Los Estados occidentales están deslegitimados porque han perdido su capacidad de liderazgo

En efecto, tras varias décadas de confianza ciega en las virtudes del mercado, como marea invasora que con su imperialismo del interés privado ha venido inundando una por una todas las esferas públicas del interés general, hoy asistimos a una brusca oscilación pendular de signo contrario. El mercado libre ha muerto, así que viva el Estado interventor, como valor-refugio destinado a proteger nuestros intereses privados y única tabla de salvación capaz de conjurar la inminente ruina general. Y este reflujo de la marea del mercado en retirada se advierte incluso en las metáforas que utilizan sus agentes, cuando hablan de la sequía del crédito y de la falta de liquidez crediticia. De modo que todos los mercados, tanto el bursátil como el interbancario, y no digamos ya el hipotecario y el inmobiliario, se han quedado completamente secos, pues nadie quiere arriesgarse a invertir sus menguantes activos en ellos.

Dicho sea en los términos de Hirschman (Exit, voice and loyalty, 1970), se está produciendo una salida generalizada de todos los mercados por parte de sus anteriores partícipes, que los abandonan a la vez en una suerte de estampida simultánea. Y ante el vacío creado en los ya desiertos mercados, se reclama que los poderes públicos intervengan para que el poder del Estado rellene ese insufrible vacío de poder. De ahí los planes de rescate que están improvisando los abrumados Gobiernos, con nacionalizaciones de créditos, compra pública de activos privados y transfusiones masivas de liquidez inyectada por los bancos centrales, en una inesperada orgía de proteccionismo estatal a la que ya me referí en mi columna anterior (Neoproteccionismo, EL PAÍS, 29-09-08).

Pero, ¿hasta qué punto puede el Estado suplir el vacío del mercado? ¿De verdad forman ambas instituciones una especie de balancín pendular (como se sobrentiende en la metáfora de la marea), en donde a la baja de uno de sus miembros ha de corresponderle el alza del otro capaz de compensar el equilibrio del sistema? Así lo creyó en un principio Hirschman, cuando entendía la acción pública como el reverso en negativo de los intereses privados (Shifting involvements, 1982). Pero posteriormente rechazó el modelo pendular de balancín, pues ambas instancias, Estado y mercado, podrían ascender o declinar las dos a la vez, como pasa ahora. ¿Podemos confiar en que hoy el poder del Estado sabrá compensar los actuales fracasos del mercado? Me temo que sería mucho esperar, pues existen al menos dos tipos de razones que sugieren la impotencia del Estado, en paralelo a la parálisis del mercado.

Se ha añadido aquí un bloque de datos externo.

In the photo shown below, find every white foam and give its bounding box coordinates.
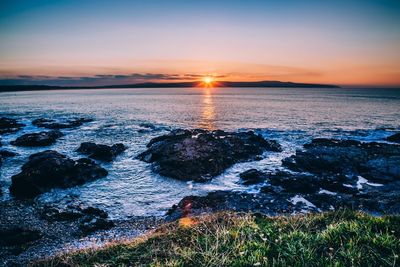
[289,195,316,208]
[356,176,383,190]
[343,183,354,188]
[187,181,194,190]
[318,189,337,195]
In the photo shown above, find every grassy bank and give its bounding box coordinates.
[35,210,399,267]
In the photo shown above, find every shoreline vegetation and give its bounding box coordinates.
[1,116,399,266]
[0,80,339,92]
[34,210,400,267]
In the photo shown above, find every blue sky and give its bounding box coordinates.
[0,0,399,86]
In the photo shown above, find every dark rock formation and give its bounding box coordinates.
[387,132,400,143]
[167,138,400,220]
[79,217,114,235]
[9,150,108,199]
[0,228,41,247]
[267,171,357,194]
[77,142,126,162]
[137,129,282,182]
[11,130,63,147]
[39,196,114,235]
[32,117,93,129]
[40,198,108,223]
[0,150,17,167]
[167,181,400,221]
[239,169,267,185]
[283,138,400,183]
[0,117,25,134]
[166,190,301,221]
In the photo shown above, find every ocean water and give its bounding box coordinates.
[1,87,399,219]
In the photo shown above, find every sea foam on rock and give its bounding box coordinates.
[10,150,108,199]
[137,129,282,182]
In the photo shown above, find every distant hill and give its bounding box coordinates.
[0,81,340,92]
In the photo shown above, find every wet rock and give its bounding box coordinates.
[283,138,400,183]
[267,171,357,194]
[387,132,400,143]
[166,190,299,221]
[0,150,17,167]
[41,206,84,222]
[362,156,400,182]
[79,217,114,235]
[11,130,63,147]
[0,227,41,247]
[82,206,108,218]
[76,142,126,162]
[239,169,267,185]
[32,117,93,129]
[138,129,282,182]
[0,117,25,134]
[36,195,114,236]
[10,150,108,199]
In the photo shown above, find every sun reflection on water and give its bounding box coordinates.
[198,88,216,130]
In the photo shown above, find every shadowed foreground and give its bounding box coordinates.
[34,210,399,267]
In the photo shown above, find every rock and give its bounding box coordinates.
[40,206,84,222]
[82,206,108,218]
[32,117,93,129]
[0,228,41,247]
[239,169,267,185]
[387,132,400,143]
[40,196,109,224]
[11,130,63,147]
[166,190,300,221]
[79,217,114,235]
[9,150,108,199]
[138,129,282,182]
[0,117,25,134]
[268,171,320,194]
[267,171,357,194]
[0,150,17,167]
[76,142,126,162]
[283,138,400,183]
[362,156,400,183]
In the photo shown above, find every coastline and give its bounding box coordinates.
[1,88,399,265]
[0,81,340,93]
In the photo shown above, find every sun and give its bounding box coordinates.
[203,76,214,86]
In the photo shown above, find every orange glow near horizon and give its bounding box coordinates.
[201,76,214,87]
[200,76,215,88]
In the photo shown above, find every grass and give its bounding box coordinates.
[34,209,400,267]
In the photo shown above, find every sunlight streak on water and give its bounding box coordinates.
[0,87,399,219]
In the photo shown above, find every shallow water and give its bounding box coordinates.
[1,87,399,219]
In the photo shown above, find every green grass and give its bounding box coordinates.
[34,210,400,267]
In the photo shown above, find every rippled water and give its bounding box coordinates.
[1,87,399,219]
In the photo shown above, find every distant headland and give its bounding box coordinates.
[0,80,340,92]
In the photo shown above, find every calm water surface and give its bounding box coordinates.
[1,87,399,218]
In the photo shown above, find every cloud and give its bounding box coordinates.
[0,73,225,86]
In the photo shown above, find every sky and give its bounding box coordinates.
[0,0,399,87]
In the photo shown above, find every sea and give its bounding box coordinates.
[1,87,399,219]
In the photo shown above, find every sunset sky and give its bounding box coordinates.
[0,0,399,87]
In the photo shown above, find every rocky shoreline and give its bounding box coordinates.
[1,116,400,265]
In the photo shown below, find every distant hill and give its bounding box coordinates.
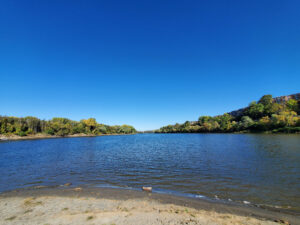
[273,93,300,103]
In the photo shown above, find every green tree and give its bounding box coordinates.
[215,113,233,131]
[271,111,298,128]
[198,116,213,124]
[286,99,299,112]
[239,116,254,130]
[247,102,264,119]
[256,116,271,131]
[25,116,41,134]
[81,118,97,133]
[258,95,273,107]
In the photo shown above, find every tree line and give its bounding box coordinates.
[156,95,300,133]
[0,117,136,136]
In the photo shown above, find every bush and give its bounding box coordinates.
[17,131,27,136]
[272,127,300,133]
[44,128,55,135]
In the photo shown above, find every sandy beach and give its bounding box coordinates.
[0,187,298,225]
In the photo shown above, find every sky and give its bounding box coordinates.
[1,0,300,131]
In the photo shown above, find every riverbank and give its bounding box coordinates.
[0,133,134,141]
[154,129,300,134]
[0,187,298,225]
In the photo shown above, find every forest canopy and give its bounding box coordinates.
[0,116,136,137]
[156,94,300,134]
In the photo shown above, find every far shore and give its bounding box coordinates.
[0,133,135,141]
[0,187,298,225]
[1,132,299,142]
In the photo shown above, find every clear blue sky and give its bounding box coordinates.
[1,0,300,131]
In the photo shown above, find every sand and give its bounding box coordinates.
[0,187,298,225]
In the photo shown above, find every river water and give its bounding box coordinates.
[0,133,299,212]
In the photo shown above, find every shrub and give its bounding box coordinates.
[17,131,27,136]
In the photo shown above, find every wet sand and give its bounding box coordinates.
[0,187,298,225]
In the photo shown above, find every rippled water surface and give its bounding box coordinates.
[0,134,299,212]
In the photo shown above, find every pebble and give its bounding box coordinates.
[274,219,290,224]
[74,187,82,191]
[142,186,152,192]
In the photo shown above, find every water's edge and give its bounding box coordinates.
[0,186,299,224]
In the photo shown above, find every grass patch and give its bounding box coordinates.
[220,215,231,219]
[87,216,94,220]
[24,209,33,214]
[23,197,42,206]
[5,216,16,221]
[62,207,69,211]
[24,197,35,206]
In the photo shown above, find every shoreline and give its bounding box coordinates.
[154,131,300,134]
[0,186,298,225]
[0,133,135,141]
[1,132,299,142]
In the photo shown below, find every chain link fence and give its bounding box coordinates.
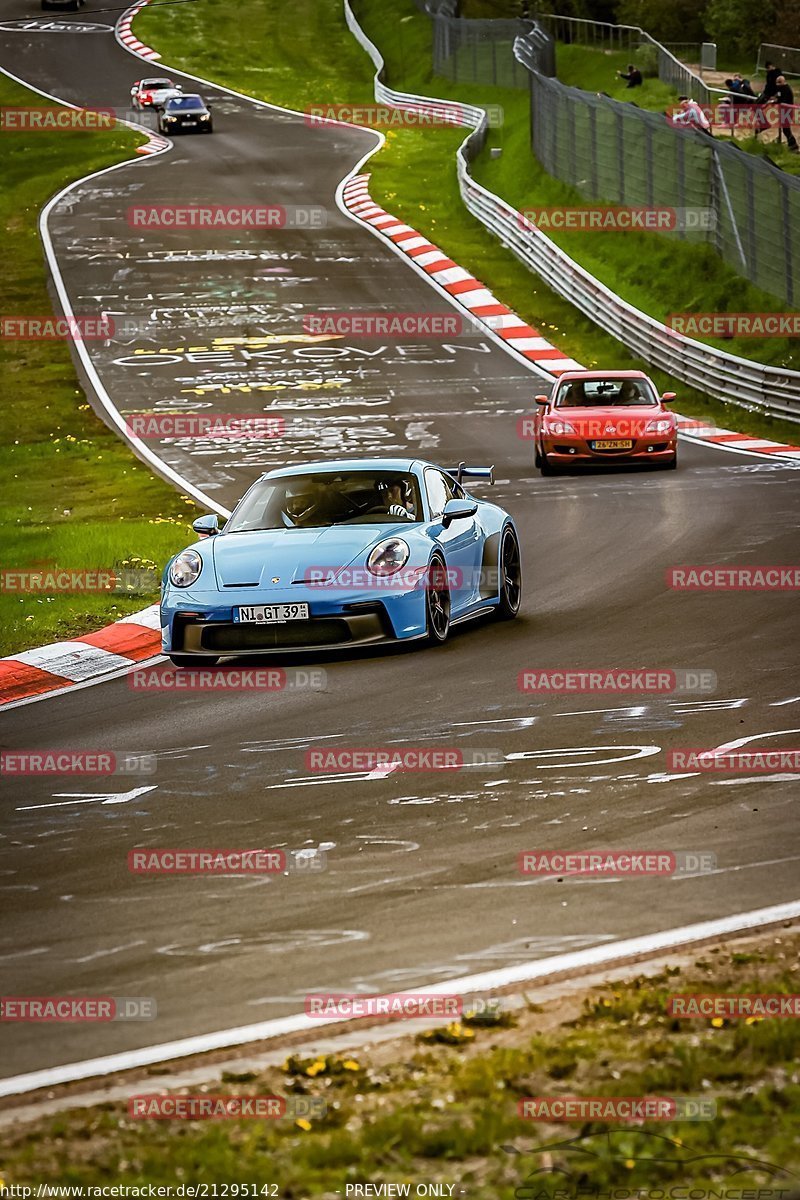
[430,12,553,86]
[526,68,800,305]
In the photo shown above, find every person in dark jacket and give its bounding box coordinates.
[617,64,643,88]
[758,62,782,102]
[773,76,799,150]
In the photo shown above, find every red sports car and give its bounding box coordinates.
[531,370,678,475]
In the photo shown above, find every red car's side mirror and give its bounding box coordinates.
[534,394,549,406]
[661,392,677,402]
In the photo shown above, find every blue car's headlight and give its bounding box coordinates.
[367,538,410,577]
[169,550,202,587]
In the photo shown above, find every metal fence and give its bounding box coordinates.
[430,12,553,86]
[537,13,715,104]
[526,68,800,306]
[343,0,800,422]
[756,43,800,78]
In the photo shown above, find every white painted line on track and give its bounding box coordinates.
[0,899,798,1098]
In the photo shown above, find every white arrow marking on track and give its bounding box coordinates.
[17,785,158,812]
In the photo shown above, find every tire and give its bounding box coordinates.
[657,453,678,470]
[168,655,219,668]
[424,555,451,645]
[495,526,522,620]
[205,123,214,133]
[540,454,556,477]
[533,441,542,468]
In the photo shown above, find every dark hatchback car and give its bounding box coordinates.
[158,94,214,134]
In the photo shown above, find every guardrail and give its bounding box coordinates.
[343,1,800,423]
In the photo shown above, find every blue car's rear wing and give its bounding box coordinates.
[444,462,494,485]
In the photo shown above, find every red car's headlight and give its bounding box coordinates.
[544,419,576,436]
[645,419,674,434]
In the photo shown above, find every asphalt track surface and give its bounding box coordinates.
[0,0,799,1084]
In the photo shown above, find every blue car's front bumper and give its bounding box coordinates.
[161,583,428,656]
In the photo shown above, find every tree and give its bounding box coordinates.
[704,0,779,62]
[614,0,709,43]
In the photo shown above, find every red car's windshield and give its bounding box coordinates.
[555,379,658,407]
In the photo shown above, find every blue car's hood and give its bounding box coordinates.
[210,525,410,587]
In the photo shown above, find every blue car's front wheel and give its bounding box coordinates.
[496,526,522,620]
[425,555,451,645]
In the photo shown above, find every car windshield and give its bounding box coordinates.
[167,96,205,110]
[144,80,174,89]
[226,471,423,531]
[555,378,658,407]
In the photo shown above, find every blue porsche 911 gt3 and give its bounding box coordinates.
[160,458,522,664]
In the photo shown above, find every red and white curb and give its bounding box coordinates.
[675,415,800,460]
[343,173,800,461]
[117,0,160,62]
[136,130,170,156]
[0,607,161,708]
[342,174,582,376]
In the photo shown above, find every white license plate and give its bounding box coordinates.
[234,603,310,624]
[184,120,197,126]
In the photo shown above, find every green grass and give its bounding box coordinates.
[2,932,799,1189]
[554,43,679,112]
[0,75,196,656]
[136,0,800,448]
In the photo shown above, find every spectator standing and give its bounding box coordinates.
[773,76,800,151]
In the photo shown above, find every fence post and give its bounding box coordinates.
[712,147,747,272]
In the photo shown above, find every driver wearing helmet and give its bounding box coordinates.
[379,477,414,519]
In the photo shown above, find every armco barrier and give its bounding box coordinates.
[343,2,800,423]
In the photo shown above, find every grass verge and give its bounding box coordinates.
[2,929,799,1189]
[136,0,800,446]
[0,75,196,657]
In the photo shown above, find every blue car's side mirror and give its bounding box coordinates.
[441,498,478,528]
[192,513,220,537]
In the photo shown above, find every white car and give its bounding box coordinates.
[130,79,183,111]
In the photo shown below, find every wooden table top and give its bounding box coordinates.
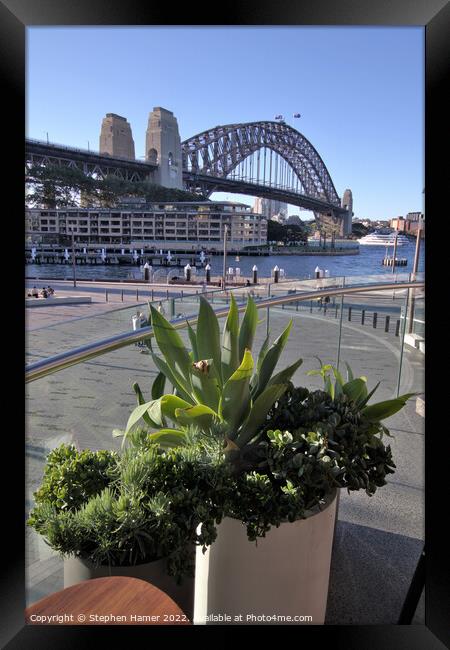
[25,576,191,625]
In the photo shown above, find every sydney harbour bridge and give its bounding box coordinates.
[25,114,352,235]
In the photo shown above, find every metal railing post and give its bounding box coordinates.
[396,288,410,397]
[336,293,345,370]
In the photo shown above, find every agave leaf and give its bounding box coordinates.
[151,353,194,404]
[221,293,240,383]
[125,399,163,435]
[220,349,253,434]
[238,297,258,361]
[345,362,354,382]
[150,305,192,387]
[186,320,199,361]
[190,359,221,411]
[174,404,218,432]
[357,381,381,408]
[267,357,303,388]
[362,393,416,421]
[160,394,193,422]
[147,429,188,448]
[332,366,345,388]
[253,320,293,399]
[196,296,223,387]
[325,374,334,399]
[256,330,271,373]
[236,383,288,447]
[334,378,343,399]
[151,371,167,400]
[342,377,367,404]
[132,382,155,428]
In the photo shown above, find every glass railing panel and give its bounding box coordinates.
[334,287,425,543]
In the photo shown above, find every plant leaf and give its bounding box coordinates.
[238,297,258,361]
[253,320,293,399]
[267,357,303,388]
[357,381,381,408]
[186,320,199,361]
[190,359,221,411]
[151,353,194,404]
[236,383,288,447]
[174,405,218,431]
[221,293,240,383]
[342,377,367,404]
[362,393,416,421]
[125,399,163,435]
[147,429,188,448]
[151,371,166,400]
[132,382,155,427]
[150,305,192,387]
[160,394,193,422]
[345,362,354,382]
[220,349,254,433]
[196,296,223,387]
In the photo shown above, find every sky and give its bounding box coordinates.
[26,26,424,221]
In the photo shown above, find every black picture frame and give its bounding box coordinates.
[3,1,448,647]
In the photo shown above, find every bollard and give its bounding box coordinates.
[395,319,400,336]
[136,288,139,302]
[151,289,154,301]
[361,309,365,325]
[348,307,352,321]
[205,264,211,284]
[310,300,313,313]
[105,290,108,302]
[252,265,258,284]
[166,290,169,300]
[296,302,299,312]
[385,315,390,332]
[335,304,338,318]
[121,289,124,302]
[181,290,184,301]
[170,298,175,319]
[373,312,378,328]
[273,266,280,283]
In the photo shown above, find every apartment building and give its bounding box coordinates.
[25,200,268,250]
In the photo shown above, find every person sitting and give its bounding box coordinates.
[41,288,48,298]
[47,286,55,296]
[31,286,39,298]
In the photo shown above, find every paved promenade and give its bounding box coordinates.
[25,288,425,624]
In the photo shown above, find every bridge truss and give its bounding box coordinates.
[181,121,347,223]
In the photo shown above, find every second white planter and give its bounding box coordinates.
[194,489,338,625]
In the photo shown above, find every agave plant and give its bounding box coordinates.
[306,358,415,427]
[117,295,303,455]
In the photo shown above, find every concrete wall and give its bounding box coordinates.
[145,107,183,189]
[99,114,135,160]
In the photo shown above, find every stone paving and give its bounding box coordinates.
[25,290,425,623]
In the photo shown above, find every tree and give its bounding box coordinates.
[267,219,308,245]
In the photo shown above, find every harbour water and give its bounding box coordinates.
[25,241,424,281]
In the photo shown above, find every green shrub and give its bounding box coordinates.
[27,435,234,581]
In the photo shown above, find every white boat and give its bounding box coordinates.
[357,232,410,246]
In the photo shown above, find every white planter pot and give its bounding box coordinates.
[64,555,194,621]
[194,489,337,625]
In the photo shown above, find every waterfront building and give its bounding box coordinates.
[25,200,267,251]
[99,114,135,160]
[390,213,425,237]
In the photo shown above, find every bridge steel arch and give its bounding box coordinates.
[181,121,342,209]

La primera razón es técnica, pues si el Estado interviene comprando activos, a la larga pagarán justos por pecadores porque la mala moneda siempre expulsa a la buena, según la llamada Ley de Gresham. Y si el Estado se dedica a nacionalizar activos, los créditos sucios terminarán por desplazar a los limpios, profundizando la crisis todavía más. Pero aún hay otra razón mucho más general, y es que la acción del Estado sólo puede ser eficaz en la medida en que resulte legítima o creíble a los ojos de aquellos sobre quienes se aplica.

Dicho de otro modo, el poder del Estado depende de su autoridad moral. Y hoy los Estados occidentales están deslegitimados porque han perdido su capacidad de liderazgo. En el caso de la Administración de Bush, esto es evidente, y ya veremos si Obama resulta capaz de liderar el mundo con un mínimo de credibilidad. Pero en la Unión Europea no estamos mejor, pues el liderazgo político exige concertación y concentración del poder, en vez de la actual dispersión confederal. De ahí que unos y otros estemos condenados a la estéril impotencia, asistiendo pasivamente al ruinoso vaciamiento de la marea del mercado en reflujo.